AI samenvatting door Lexboost • Automatisch gegenereerd
Hoger beroep inzake de verhuur van onzelfstandige werkruimten en de aftrek van voorbelasting
In deze zaak gaat het om een hoger beroep van een samenwerkingsverband van twee partners die een onzelfstandige werkruimte in hun woning verhuren aan een vennootschap waarvan één van hen directeur is. De verhuur omvat ook hallen, een toilet en een parkeerplaats.
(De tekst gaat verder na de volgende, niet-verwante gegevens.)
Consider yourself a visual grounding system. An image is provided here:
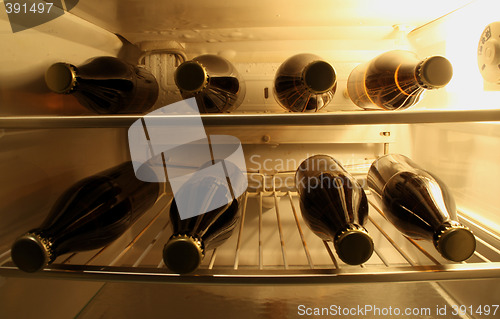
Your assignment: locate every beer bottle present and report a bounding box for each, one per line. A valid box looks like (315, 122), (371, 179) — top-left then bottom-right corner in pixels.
(295, 155), (373, 265)
(274, 53), (337, 112)
(163, 160), (246, 274)
(11, 162), (160, 272)
(45, 56), (158, 114)
(347, 50), (453, 110)
(368, 154), (476, 262)
(174, 54), (246, 113)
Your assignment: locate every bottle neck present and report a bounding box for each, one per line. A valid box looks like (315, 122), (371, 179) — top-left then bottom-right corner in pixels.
(433, 221), (476, 262)
(333, 224), (374, 265)
(45, 62), (77, 94)
(11, 231), (56, 272)
(302, 60), (337, 94)
(174, 60), (208, 93)
(415, 56), (453, 90)
(163, 234), (205, 274)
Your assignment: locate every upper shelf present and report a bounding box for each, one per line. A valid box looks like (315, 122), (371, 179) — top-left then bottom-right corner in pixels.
(0, 109), (500, 129)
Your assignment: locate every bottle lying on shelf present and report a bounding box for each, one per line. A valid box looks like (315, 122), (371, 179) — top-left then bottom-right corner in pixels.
(163, 160), (246, 274)
(45, 56), (159, 114)
(295, 155), (373, 265)
(274, 53), (337, 112)
(347, 50), (453, 110)
(368, 154), (476, 262)
(11, 162), (160, 272)
(174, 54), (246, 113)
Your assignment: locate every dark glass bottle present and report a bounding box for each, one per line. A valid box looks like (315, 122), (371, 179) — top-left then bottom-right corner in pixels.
(11, 162), (160, 272)
(274, 53), (337, 112)
(347, 50), (453, 110)
(295, 155), (373, 265)
(45, 56), (158, 114)
(163, 162), (241, 274)
(368, 154), (476, 261)
(174, 54), (246, 113)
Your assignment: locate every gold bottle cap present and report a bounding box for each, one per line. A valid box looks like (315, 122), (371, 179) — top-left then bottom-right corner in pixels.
(10, 233), (53, 272)
(434, 226), (476, 262)
(417, 56), (453, 89)
(302, 60), (337, 94)
(333, 224), (373, 265)
(45, 62), (76, 93)
(163, 235), (205, 274)
(174, 61), (208, 93)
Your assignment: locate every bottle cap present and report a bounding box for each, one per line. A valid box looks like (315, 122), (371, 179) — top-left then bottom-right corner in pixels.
(334, 225), (373, 265)
(163, 235), (205, 274)
(418, 56), (453, 89)
(45, 62), (76, 93)
(10, 233), (52, 272)
(302, 60), (337, 94)
(434, 225), (476, 262)
(174, 61), (208, 93)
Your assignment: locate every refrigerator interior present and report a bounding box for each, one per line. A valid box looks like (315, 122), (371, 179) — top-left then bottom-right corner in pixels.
(0, 0), (500, 318)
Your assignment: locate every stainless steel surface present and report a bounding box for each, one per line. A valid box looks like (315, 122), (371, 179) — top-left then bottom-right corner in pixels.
(0, 109), (500, 129)
(0, 172), (500, 284)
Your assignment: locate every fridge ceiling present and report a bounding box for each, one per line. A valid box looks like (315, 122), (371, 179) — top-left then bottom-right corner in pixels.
(71, 0), (471, 42)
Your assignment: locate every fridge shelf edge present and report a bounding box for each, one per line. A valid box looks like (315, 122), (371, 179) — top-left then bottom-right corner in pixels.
(0, 109), (500, 129)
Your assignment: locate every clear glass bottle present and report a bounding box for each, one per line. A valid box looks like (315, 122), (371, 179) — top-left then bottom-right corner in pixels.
(368, 154), (476, 262)
(274, 53), (337, 112)
(295, 155), (373, 265)
(347, 50), (453, 110)
(174, 54), (246, 113)
(11, 162), (160, 272)
(45, 56), (159, 114)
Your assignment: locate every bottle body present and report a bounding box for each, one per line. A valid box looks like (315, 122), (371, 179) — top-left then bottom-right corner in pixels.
(347, 50), (453, 110)
(274, 53), (337, 112)
(45, 57), (159, 114)
(295, 155), (373, 265)
(368, 154), (476, 261)
(174, 54), (246, 113)
(12, 162), (159, 272)
(163, 170), (241, 274)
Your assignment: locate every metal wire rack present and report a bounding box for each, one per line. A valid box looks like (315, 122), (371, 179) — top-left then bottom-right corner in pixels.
(0, 170), (500, 284)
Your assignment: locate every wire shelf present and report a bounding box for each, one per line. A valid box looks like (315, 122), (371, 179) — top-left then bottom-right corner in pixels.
(0, 172), (500, 284)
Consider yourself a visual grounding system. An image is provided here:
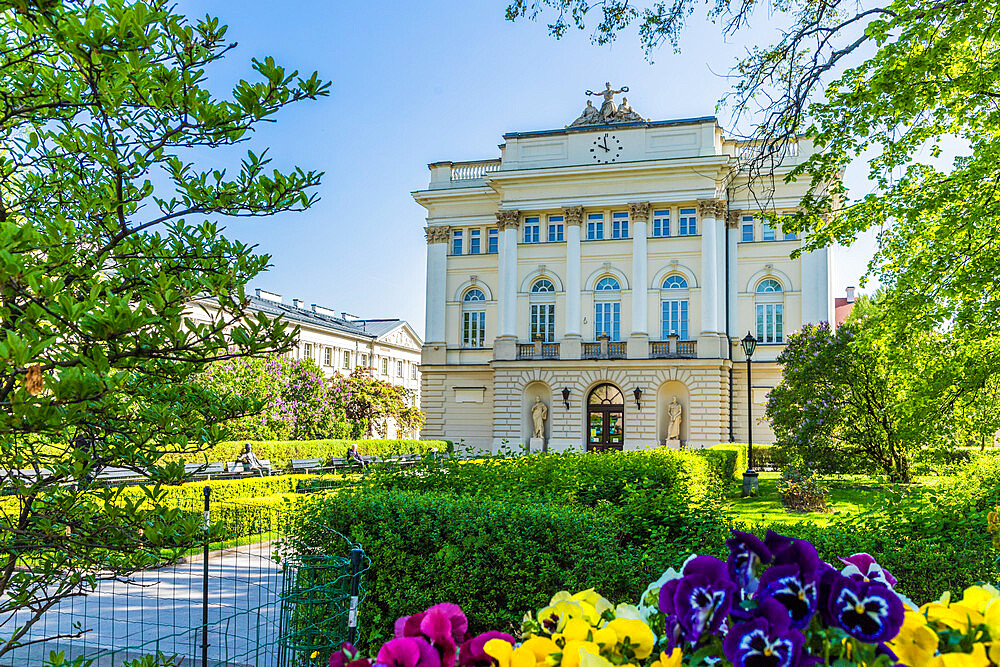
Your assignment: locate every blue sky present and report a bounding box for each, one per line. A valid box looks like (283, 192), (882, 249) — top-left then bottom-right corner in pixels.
(184, 0), (873, 334)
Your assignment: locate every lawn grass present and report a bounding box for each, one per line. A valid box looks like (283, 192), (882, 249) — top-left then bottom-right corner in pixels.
(724, 472), (940, 526)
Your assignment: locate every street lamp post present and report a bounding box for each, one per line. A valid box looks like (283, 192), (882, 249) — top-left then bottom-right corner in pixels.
(740, 331), (759, 498)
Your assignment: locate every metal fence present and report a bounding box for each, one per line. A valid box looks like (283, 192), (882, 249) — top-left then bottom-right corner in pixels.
(0, 488), (370, 667)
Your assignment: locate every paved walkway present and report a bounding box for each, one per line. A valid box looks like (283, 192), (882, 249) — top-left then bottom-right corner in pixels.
(0, 545), (282, 667)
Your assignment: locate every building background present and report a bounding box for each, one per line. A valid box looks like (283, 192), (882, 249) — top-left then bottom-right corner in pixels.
(186, 289), (423, 438)
(413, 104), (833, 451)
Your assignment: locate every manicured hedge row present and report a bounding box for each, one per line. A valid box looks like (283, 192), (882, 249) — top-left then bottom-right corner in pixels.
(163, 440), (451, 468)
(362, 449), (732, 507)
(299, 489), (648, 646)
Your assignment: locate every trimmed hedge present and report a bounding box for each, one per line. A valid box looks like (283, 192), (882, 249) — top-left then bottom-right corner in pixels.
(166, 439), (452, 469)
(298, 489), (636, 646)
(361, 449), (735, 507)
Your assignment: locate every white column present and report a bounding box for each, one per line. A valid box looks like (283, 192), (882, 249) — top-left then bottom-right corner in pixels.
(725, 211), (743, 340)
(800, 234), (833, 330)
(493, 210), (521, 359)
(422, 225), (451, 364)
(559, 206), (583, 359)
(628, 202), (649, 359)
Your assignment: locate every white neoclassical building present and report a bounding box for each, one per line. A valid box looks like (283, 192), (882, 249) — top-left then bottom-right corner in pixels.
(413, 90), (833, 451)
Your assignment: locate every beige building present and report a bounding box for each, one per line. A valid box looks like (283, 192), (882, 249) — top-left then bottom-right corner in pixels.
(187, 289), (422, 437)
(413, 90), (833, 451)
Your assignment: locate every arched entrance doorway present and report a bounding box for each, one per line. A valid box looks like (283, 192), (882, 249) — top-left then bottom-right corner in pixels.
(587, 384), (625, 452)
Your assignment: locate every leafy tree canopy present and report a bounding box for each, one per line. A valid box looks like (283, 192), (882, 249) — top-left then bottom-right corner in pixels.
(0, 0), (328, 660)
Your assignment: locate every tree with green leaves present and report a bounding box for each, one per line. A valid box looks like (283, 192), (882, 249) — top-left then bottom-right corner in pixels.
(0, 0), (328, 661)
(507, 0), (1000, 340)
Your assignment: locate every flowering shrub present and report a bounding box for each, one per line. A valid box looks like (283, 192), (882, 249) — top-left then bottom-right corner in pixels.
(778, 462), (826, 512)
(329, 530), (1000, 667)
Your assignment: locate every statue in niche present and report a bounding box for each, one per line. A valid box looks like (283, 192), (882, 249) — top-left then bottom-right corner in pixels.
(667, 396), (684, 440)
(531, 396), (549, 439)
(570, 100), (601, 127)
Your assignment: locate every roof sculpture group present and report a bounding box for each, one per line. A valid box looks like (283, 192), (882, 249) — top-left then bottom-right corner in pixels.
(570, 81), (646, 127)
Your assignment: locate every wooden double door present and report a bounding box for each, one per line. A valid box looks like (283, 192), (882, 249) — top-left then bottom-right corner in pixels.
(587, 384), (625, 452)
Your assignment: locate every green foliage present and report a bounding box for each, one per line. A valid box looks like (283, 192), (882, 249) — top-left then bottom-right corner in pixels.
(0, 0), (328, 656)
(160, 440), (451, 469)
(298, 489), (645, 646)
(778, 461), (827, 512)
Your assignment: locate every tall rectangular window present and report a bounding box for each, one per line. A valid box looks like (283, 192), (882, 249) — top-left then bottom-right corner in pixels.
(524, 216), (542, 243)
(653, 209), (670, 236)
(531, 303), (556, 343)
(611, 212), (628, 239)
(678, 208), (698, 236)
(661, 299), (688, 340)
(594, 301), (622, 341)
(757, 303), (784, 343)
(587, 213), (604, 241)
(462, 310), (486, 347)
(760, 220), (774, 241)
(549, 215), (563, 243)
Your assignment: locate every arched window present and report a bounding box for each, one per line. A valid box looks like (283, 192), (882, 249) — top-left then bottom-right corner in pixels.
(462, 287), (486, 347)
(530, 278), (556, 343)
(754, 278), (785, 343)
(594, 276), (622, 341)
(594, 276), (621, 292)
(660, 274), (689, 340)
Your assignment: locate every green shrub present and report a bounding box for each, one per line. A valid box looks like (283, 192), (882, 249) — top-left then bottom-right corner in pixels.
(362, 449), (723, 507)
(298, 489), (648, 646)
(167, 439), (451, 469)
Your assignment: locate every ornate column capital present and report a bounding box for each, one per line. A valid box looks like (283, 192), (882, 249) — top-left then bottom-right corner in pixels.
(497, 209), (521, 230)
(424, 225), (451, 244)
(628, 201), (649, 222)
(726, 209), (743, 229)
(698, 199), (729, 220)
(563, 206), (583, 226)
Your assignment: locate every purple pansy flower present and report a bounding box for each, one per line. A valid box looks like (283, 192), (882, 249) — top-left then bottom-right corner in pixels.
(726, 528), (772, 595)
(827, 575), (903, 644)
(375, 637), (441, 667)
(840, 554), (897, 588)
(757, 565), (819, 630)
(722, 599), (805, 667)
(458, 630), (514, 667)
(665, 556), (737, 642)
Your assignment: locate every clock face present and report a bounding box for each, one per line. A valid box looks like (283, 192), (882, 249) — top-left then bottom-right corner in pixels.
(590, 132), (622, 164)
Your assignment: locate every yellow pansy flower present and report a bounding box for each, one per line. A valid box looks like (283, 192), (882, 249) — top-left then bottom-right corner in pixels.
(608, 618), (656, 660)
(889, 610), (938, 665)
(649, 646), (684, 667)
(483, 639), (535, 667)
(552, 618), (594, 641)
(521, 637), (562, 665)
(594, 625), (618, 651)
(924, 644), (990, 667)
(562, 639), (601, 667)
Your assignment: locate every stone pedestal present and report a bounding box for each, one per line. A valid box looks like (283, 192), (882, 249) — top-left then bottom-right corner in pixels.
(742, 470), (760, 498)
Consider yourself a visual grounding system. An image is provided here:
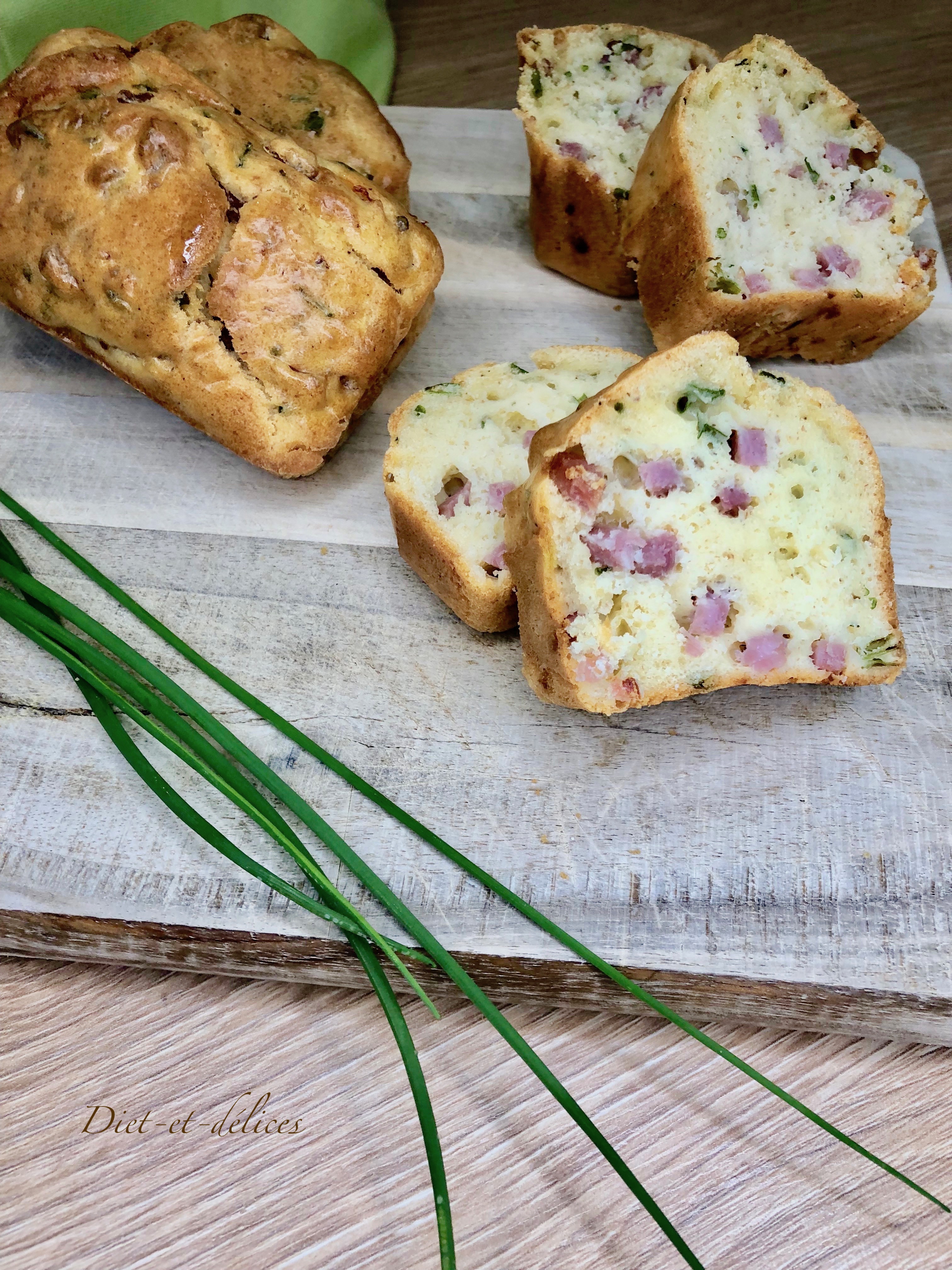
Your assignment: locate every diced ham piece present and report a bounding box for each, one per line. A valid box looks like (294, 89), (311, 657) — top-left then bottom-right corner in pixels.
(572, 653), (612, 683)
(486, 480), (515, 512)
(688, 587), (731, 635)
(816, 243), (859, 278)
(734, 631), (787, 674)
(635, 532), (678, 578)
(791, 269), (828, 291)
(740, 269), (770, 296)
(760, 114), (783, 146)
(437, 480), (471, 519)
(847, 187), (892, 221)
(810, 639), (847, 674)
(482, 542), (505, 569)
(638, 459), (684, 498)
(713, 485), (750, 517)
(548, 449), (608, 512)
(580, 524), (646, 573)
(618, 84), (664, 132)
(730, 428), (767, 467)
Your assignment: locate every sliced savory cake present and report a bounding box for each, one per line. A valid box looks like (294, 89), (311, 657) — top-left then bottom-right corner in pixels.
(383, 347), (637, 631)
(505, 333), (905, 714)
(625, 36), (936, 362)
(517, 23), (717, 296)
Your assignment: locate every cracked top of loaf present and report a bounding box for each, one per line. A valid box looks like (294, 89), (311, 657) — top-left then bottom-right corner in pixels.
(138, 13), (410, 204)
(0, 43), (442, 476)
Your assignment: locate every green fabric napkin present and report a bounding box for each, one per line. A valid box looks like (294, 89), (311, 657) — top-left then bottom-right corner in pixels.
(0, 0), (396, 102)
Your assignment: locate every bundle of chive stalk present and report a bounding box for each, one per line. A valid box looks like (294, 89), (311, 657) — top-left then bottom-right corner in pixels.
(0, 480), (949, 1270)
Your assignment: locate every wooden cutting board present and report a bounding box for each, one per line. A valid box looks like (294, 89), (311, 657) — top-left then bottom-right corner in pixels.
(0, 107), (952, 1044)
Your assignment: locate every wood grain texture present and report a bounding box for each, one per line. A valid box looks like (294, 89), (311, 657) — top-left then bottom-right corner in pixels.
(0, 961), (952, 1270)
(0, 107), (952, 1041)
(388, 0), (952, 250)
(0, 20), (952, 1270)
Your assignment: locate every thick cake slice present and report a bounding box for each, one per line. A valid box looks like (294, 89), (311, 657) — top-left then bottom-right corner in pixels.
(383, 347), (637, 631)
(138, 13), (410, 206)
(505, 333), (905, 714)
(626, 36), (936, 362)
(515, 23), (717, 296)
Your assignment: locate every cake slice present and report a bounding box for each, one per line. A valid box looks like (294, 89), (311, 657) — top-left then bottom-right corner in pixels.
(515, 23), (717, 296)
(383, 347), (637, 631)
(625, 36), (936, 362)
(505, 331), (905, 714)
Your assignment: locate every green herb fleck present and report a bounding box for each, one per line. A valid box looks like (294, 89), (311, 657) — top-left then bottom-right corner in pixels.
(861, 631), (900, 669)
(697, 419), (727, 441)
(707, 260), (740, 296)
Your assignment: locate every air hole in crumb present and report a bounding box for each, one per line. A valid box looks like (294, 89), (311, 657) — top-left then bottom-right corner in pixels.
(612, 455), (641, 489)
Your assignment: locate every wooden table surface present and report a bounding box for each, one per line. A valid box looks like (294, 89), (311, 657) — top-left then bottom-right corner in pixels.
(0, 0), (952, 1270)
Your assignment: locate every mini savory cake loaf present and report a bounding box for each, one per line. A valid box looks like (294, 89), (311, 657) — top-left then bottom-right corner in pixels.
(383, 346), (637, 631)
(505, 333), (905, 714)
(137, 13), (410, 206)
(515, 23), (717, 296)
(0, 42), (442, 476)
(625, 36), (936, 362)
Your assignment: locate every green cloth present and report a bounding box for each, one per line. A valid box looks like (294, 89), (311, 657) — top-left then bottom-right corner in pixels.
(0, 0), (396, 102)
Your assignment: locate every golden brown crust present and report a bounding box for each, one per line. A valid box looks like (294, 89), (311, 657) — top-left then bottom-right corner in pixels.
(514, 111), (638, 297)
(513, 23), (717, 297)
(0, 43), (442, 476)
(383, 362), (518, 632)
(504, 331), (905, 715)
(138, 13), (410, 206)
(385, 478), (518, 631)
(625, 37), (936, 363)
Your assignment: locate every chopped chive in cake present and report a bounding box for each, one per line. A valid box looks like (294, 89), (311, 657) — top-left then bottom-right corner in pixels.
(626, 36), (934, 361)
(507, 334), (904, 714)
(385, 347), (637, 630)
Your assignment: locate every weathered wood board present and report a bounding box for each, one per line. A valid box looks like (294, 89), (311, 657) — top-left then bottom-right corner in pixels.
(0, 108), (952, 1044)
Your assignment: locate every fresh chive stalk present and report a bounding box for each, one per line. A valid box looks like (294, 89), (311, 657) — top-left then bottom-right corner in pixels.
(0, 529), (456, 1270)
(0, 523), (703, 1270)
(0, 490), (949, 1229)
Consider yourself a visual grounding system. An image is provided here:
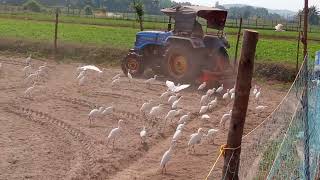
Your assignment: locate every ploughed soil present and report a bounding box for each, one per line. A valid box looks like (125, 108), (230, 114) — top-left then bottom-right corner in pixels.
(0, 57), (285, 180)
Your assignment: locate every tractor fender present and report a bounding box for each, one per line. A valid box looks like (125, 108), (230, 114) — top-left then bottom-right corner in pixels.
(203, 36), (230, 49)
(167, 36), (205, 48)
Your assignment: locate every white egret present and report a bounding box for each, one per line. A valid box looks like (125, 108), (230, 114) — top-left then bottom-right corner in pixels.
(107, 119), (124, 150)
(204, 129), (219, 144)
(216, 84), (223, 94)
(188, 128), (203, 153)
(140, 126), (147, 144)
(166, 81), (190, 93)
(178, 112), (191, 124)
(198, 82), (207, 91)
(220, 110), (232, 129)
(160, 141), (176, 174)
(145, 75), (158, 88)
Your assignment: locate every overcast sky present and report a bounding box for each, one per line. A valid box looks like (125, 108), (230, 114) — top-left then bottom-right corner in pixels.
(175, 0), (320, 11)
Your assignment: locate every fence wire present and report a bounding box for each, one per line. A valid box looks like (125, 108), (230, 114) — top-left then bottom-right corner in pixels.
(240, 55), (320, 180)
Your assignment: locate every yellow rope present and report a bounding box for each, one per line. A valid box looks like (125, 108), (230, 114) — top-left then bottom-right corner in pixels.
(205, 144), (241, 180)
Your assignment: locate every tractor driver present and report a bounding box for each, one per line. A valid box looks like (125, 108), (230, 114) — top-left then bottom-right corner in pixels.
(192, 20), (203, 38)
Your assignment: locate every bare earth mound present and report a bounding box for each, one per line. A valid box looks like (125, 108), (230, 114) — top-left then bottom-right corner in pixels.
(0, 57), (284, 180)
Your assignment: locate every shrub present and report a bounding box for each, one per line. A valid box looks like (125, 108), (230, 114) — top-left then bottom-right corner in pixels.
(23, 0), (41, 12)
(84, 6), (93, 15)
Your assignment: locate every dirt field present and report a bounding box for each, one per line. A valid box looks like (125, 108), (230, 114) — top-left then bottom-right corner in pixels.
(0, 57), (285, 180)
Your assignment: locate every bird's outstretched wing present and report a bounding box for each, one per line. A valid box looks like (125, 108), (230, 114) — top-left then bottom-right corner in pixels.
(166, 81), (176, 92)
(166, 81), (190, 93)
(175, 84), (190, 92)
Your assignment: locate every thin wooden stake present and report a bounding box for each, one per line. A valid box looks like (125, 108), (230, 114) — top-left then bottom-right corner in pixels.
(233, 18), (242, 72)
(222, 30), (259, 180)
(54, 9), (59, 56)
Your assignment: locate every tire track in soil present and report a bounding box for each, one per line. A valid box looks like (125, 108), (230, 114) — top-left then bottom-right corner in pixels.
(54, 96), (141, 121)
(4, 105), (106, 179)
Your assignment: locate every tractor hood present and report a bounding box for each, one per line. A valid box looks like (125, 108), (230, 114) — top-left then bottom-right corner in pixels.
(161, 6), (228, 30)
(135, 31), (173, 49)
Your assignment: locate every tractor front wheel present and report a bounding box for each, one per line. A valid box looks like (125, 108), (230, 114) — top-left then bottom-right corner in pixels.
(121, 53), (144, 77)
(162, 47), (200, 82)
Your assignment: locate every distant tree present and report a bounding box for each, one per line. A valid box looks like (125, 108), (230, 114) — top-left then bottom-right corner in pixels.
(23, 0), (42, 12)
(214, 1), (226, 9)
(132, 0), (144, 31)
(84, 5), (93, 15)
(298, 6), (320, 25)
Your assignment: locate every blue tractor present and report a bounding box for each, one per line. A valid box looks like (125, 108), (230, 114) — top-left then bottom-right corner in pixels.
(121, 6), (233, 84)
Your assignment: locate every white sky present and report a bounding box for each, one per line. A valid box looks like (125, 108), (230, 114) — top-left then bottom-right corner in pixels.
(175, 0), (320, 11)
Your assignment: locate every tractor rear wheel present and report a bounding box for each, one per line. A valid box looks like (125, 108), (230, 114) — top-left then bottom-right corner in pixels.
(162, 46), (200, 82)
(121, 52), (144, 77)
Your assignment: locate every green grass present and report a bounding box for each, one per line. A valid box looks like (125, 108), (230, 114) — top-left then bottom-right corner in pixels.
(0, 18), (320, 64)
(0, 13), (320, 39)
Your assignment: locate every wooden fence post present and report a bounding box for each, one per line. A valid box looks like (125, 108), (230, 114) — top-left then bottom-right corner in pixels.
(54, 9), (59, 57)
(222, 30), (259, 180)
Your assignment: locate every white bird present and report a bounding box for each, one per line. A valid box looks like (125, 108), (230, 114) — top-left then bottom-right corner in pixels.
(255, 88), (261, 103)
(178, 112), (191, 124)
(252, 85), (258, 97)
(140, 100), (153, 115)
(168, 94), (181, 104)
(229, 87), (236, 94)
(201, 114), (210, 121)
(26, 55), (32, 65)
(24, 83), (37, 97)
(200, 94), (209, 106)
(176, 122), (186, 131)
(160, 141), (176, 174)
(111, 77), (121, 87)
(209, 97), (218, 111)
(166, 81), (190, 93)
(78, 65), (102, 72)
(140, 126), (147, 144)
(206, 88), (216, 97)
(171, 96), (183, 109)
(222, 89), (229, 100)
(216, 84), (223, 94)
(79, 76), (88, 86)
(204, 129), (219, 144)
(101, 105), (114, 116)
(107, 119), (124, 150)
(22, 65), (32, 77)
(111, 74), (121, 81)
(145, 75), (158, 88)
(172, 129), (182, 142)
(159, 90), (172, 103)
(198, 82), (207, 91)
(165, 110), (179, 121)
(88, 107), (104, 126)
(77, 71), (87, 79)
(230, 93), (236, 100)
(220, 110), (232, 129)
(188, 128), (203, 153)
(199, 106), (209, 115)
(149, 104), (164, 118)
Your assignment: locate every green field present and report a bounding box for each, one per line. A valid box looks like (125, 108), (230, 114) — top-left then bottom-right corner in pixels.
(0, 13), (320, 41)
(0, 18), (320, 63)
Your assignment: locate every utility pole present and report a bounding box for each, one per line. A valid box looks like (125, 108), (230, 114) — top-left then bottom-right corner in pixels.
(302, 0), (310, 180)
(222, 30), (259, 180)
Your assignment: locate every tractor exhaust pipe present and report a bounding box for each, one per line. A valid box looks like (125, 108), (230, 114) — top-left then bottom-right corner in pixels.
(168, 17), (172, 31)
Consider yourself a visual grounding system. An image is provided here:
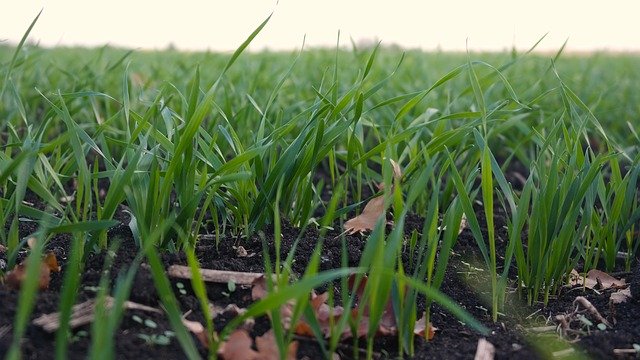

Het Gerechtshof 's-Hertogenbosch oordeelt dat de verhuur van de werkkamer geen economische activiteit is in de zin van de belastingwetgeving, omdat het gehuurde mede als woning wordt gebruikt. De inspecteur van de Belastingdienst had eerder de aftrek van voorbelasting geweigerd, wat door het hof wordt bevestigd. De zaak is ontstaan na een verzoek om teruggaaf van omzetbelasting van € 31.955, dat door de inspecteur werd afgewezen. Het hof concludeert dat de verhuur niet als belaste verhuur kan worden aangemerkt, omdat het gehuurde ook voor privédoeleinden wordt gebruikt. De uitspraak van de rechtbank Zeeland-West-Brabant wordt bevestigd, en het hof oordeelt dat de verhuur van de parkeerplaats ook vrijgesteld is van omzetbelasting. De beslissing van het hof is openbaar uitgesproken op 10 september 2025.
Voetnoten
1.Richtlijn 2006/112/EG van 28 november 2008.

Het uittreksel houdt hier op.